Hacker News new | ask | show | jobs
by zachrose 2740 days ago
I was on a road trip throughout a lot of different parts of America last month. A park ranger in Big Bend told me that a tributary creek of the Rio Grande was a hundred feet wide, when normally you can just jump over it. A lakeside highway rest area in North Carolina was flooded up to a permanently mounted bench and trash can.
1 comments

Huh? Big bend is nowhere near sea level..
Rising temperatures melting glacial/mountain ice more dramatically contributing to river water carry? I'm not saying that's specifically the case, just throwing out a possible hypothesis. Plenty of others exist (bad rainy season, tributary re-routing due to industry, removal of forested areas that would have previously soaked up water, etc).

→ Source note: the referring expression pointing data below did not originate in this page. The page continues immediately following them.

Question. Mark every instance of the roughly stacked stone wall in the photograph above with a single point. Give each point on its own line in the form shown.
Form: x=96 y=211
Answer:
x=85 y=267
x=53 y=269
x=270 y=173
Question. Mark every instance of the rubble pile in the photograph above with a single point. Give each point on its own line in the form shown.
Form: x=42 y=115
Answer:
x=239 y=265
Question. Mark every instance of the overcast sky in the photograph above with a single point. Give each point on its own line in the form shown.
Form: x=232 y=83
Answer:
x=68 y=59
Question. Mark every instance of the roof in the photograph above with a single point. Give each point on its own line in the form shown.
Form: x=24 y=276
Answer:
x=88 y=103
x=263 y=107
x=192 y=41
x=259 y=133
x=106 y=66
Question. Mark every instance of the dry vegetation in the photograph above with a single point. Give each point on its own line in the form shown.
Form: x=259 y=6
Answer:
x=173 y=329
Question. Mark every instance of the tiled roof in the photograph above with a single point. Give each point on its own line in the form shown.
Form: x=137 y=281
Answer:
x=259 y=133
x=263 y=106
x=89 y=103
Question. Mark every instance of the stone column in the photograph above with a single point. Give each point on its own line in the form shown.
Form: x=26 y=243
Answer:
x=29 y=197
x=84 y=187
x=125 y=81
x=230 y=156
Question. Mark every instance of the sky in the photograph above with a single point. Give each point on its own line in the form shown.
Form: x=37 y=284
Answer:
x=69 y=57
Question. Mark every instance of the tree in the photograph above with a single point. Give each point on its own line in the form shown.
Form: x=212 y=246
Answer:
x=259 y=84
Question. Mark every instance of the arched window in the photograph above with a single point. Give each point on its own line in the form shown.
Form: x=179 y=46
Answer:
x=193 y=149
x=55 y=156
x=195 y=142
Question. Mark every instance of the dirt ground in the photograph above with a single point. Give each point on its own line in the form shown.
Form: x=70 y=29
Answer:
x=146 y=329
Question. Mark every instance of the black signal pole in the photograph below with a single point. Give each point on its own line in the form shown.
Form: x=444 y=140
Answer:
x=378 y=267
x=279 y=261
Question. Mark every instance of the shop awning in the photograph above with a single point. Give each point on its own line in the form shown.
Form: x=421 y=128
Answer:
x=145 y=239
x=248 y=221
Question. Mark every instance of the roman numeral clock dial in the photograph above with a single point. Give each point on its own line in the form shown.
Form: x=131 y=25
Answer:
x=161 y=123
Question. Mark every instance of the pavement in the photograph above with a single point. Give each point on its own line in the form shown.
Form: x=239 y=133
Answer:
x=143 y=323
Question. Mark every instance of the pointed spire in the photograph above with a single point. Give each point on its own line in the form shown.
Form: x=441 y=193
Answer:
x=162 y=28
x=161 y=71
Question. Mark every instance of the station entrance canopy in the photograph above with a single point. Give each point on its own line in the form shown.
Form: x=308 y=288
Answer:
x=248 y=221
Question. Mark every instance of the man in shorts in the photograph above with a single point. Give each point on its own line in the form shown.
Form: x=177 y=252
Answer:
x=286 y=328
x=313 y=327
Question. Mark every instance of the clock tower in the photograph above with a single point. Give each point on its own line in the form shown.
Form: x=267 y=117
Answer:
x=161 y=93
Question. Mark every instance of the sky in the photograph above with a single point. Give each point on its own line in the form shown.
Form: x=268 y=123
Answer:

Could be a global warming thing, could be a seasonal thing, could be anything really.

As a general rule, higher temperatures lead to atrophied snowmelt rivers because there's not as much accumulation. That's one of the contributing factors for water problems in a lot of Western (U.S.) areas.
Good point, but OP didn't mention if this was an isolated incident (the hot summer that burns off more cap snow which will never get replenished) or a sustained thing (this used to be a 4 foot stream, but for the last 5 years it's been 100 feet wide instead). Who knows what's actually going on in this story.

I'm not saying it's anything one way or the other since this is a hyper-empirical piece of data to be working off of. Based on context I'm assuming OP meant to imply that this is a sign of rising water levels, but I was just posting some alternate theories.

Yes, hyper-empirical is exactly right. I totally don't know what caused the bigger creek in Big Bend or how that relates to the larger climate. I was hoping Hacker News would chime in with exactly this kind of analysis.